# DATATTACK - Proteção Civil

 - Catarina Mendes
 - Carlos Faria
 - Nicholas Hopf
 - Rodrigo Gomes

---

This project aims to provide insight about issues targeted by the portuguese governmental agency "Proteção Civil". Those issues will be called "occurrences" in this notebook.

The scope of our work not only provides insight about past occurrences and the correlation between variables collected in each situation, but also aims to predict the resources needed to effectively solve a future occurrence.

At the end, we deployed a web application that serves as an interface for a relevant subset of the models developed in this project, making them freely available for every citizen and government agent to consult. We believe that data transparency can empower the public, so we made an effort to display a simple but functional application.

---

# CRISP-DM
CRISP-DM was the methodology that guided our action plan and allowed us to maintain a consistent workflow throughout the project.

At first, we made sure that our understanding about the actions performed by "Proteção Civil" was solid, so our following analysis and intervention proposals could be better grounded.

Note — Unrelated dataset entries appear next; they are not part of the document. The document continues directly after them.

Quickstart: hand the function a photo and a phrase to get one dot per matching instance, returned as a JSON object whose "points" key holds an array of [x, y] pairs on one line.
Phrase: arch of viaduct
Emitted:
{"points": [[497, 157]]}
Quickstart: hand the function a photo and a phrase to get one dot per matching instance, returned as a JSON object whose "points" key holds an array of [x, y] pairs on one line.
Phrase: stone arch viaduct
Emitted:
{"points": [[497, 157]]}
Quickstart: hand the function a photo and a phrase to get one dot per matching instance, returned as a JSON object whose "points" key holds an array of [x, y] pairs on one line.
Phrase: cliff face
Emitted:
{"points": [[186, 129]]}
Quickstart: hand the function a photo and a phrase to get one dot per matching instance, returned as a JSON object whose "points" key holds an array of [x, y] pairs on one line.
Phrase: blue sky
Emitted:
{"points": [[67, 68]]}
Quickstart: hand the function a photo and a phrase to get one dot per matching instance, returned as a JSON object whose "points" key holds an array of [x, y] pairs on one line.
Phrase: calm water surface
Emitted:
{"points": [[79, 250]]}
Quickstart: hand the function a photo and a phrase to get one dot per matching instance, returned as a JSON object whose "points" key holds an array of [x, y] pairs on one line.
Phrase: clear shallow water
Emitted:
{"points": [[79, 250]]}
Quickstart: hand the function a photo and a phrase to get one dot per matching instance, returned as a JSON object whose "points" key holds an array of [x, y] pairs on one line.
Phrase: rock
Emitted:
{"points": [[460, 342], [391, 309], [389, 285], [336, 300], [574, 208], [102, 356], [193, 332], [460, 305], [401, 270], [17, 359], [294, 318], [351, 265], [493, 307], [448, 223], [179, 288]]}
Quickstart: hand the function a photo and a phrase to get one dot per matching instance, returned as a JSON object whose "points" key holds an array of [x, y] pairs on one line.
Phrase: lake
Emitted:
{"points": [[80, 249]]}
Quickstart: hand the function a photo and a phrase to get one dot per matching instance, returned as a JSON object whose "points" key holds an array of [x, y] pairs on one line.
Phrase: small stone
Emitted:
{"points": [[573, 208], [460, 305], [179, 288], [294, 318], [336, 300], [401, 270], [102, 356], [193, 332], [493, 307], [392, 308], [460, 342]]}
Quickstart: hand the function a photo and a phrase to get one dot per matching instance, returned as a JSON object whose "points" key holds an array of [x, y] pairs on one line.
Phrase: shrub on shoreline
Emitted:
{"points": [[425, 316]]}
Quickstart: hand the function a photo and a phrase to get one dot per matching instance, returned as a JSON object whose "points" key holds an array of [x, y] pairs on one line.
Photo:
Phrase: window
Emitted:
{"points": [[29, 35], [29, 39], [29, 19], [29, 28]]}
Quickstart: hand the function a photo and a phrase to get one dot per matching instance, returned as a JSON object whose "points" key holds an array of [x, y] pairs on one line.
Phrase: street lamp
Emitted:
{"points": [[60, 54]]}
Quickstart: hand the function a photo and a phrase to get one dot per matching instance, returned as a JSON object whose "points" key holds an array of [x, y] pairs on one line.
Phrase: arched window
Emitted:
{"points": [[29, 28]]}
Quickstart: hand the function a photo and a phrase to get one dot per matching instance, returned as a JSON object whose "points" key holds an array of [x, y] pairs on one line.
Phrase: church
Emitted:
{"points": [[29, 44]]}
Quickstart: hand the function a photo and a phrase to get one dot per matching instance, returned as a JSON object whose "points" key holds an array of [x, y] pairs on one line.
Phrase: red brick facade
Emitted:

After some research, we could get a sense on the economical and social impacts that an effective action could have.

Then we looked at the dataset provided. After some discussion about its quantitative and qualitative aspects, we also gathered another dataset with georeferenced information about each Portuguese administrated subdivision, so conversion between geographical coordinates and regions could be efficiently performed and visualized.

After that, we proceeded to prepare the provided dataset by removing invalid data and dividing the `Natureza` field into more columns based on the hierarchy involved in its inherent structure.


In [63]:
# Import necessary libraries and methods
import pandas as pd
import numpy as np

In [64]:

def datetime_to_hours_int(x):
    return [i.total_seconds()/3600 for i in x]

def clean_data(df, remove_false_alarms=True) -> pd.DataFrame:
    print('df initial length: ', len(df))

    data_clean = df[df['Natureza'] != '1']
    data_clean = data_clean[data_clean['EstadoOcorrencia'] != '2']
    data_clean = data_clean[data_clean['Distrito'] != '0']
    data_clean = data_clean[data_clean['Concelho'] != '0']
    data_clean = data_clean[data_clean['Numero'] != """\t\t\t\t\t\t\t\t"""]
    data_clean = pd.concat([data_clean[data_clean['EstadoOcorrencia'] == 'Encerrada'], data_clean[data_clean['EstadoOcorrencia'] == 'Falso Alarme']])

    # We replace the "," with "." to facilitate processing
    data_clean['Latitude'] = pd.to_numeric(
        data_clean['Latitude'].str.replace(',', '.')
    )
    data_clean['Longitude'] = pd.to_numeric(
        data_clean['Longitude'].str.replace(',', '.')
    )    

    data_clean['DataOcorrencia'] = pd.to_datetime(data_clean['DataOcorrencia'], format='%d/%m/%Y %H:%M:%S')
    data_clean['DataFechoOperacional'] = pd.to_datetime(data_clean['DataFechoOperacional'], format='%d/%m/%Y %H:%M:%S')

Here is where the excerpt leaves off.